I (we) have spent a big part of weekend planning out the color, material and space schemes for future bathroom. After hours of staring on every possible tile in the 20 mile perimeter, after mild disagreements and compromising, after finding exactly the right colors
only to learn that the materials are inappropriate and the desired shapes unavailable, the decision was (preliminary) made.
To relax a little, to get the tiles from my head for a while, and to have something sweet ready for our friend R. (the great wizard of his craft) who is creating for us the perfect new space, I have made the banana - cranberry -walnut bread. I tried the recipe from R.L. Beranbaum's Bread Bible, but I (somehow) completely messed up the prescribed sequence. I mixed flour, sugar and baking soda first, than added sour cream, realized the mistake - the sour cream was supposed to be whisked with butter and sugar together, than with eggs and the solids were supposed to be add as the last. Oh well, I contemplated a fresh start for a second, than voted against it, added butter and eggs to whatever I already had instead, followed by mashed banana, cranberries and toasted nuts, scraped the mass to the greased form and waited without any expectation to see what will come up from the oven. And the miracle happened, the bread is actually very good.
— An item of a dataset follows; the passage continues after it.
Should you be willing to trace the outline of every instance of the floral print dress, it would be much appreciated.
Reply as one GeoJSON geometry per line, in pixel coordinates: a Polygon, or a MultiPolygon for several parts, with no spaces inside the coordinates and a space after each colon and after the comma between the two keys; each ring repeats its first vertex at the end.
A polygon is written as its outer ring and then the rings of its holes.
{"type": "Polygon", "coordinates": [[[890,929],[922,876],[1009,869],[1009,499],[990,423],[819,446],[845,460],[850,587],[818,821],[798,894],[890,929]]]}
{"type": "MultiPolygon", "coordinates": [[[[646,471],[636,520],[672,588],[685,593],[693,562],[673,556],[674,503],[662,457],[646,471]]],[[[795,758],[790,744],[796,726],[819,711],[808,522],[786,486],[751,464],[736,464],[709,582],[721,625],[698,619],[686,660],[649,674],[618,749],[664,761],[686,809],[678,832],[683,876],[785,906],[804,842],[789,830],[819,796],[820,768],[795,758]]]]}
The edges are a bit on the crunchy side, partly because of fancy silicon form shape I am using in place of simple loaf, but since the recipe calls for a lot of sugar and a whole stick of butter, the brownish crust tastes a lot like caramel. I used forgotten fresh cranberries i got originally for Thanksgiving sauce I never made and surprisingly they survived the two months in fridge quite fine, I had to discard just a small amount and the remaining ones were not even dried as I would expect. I as well toasted the walnuts for required 7 minutes, I have never tried that before and I have to say it made the bread more fragrant and it definitely enhanced the flavor.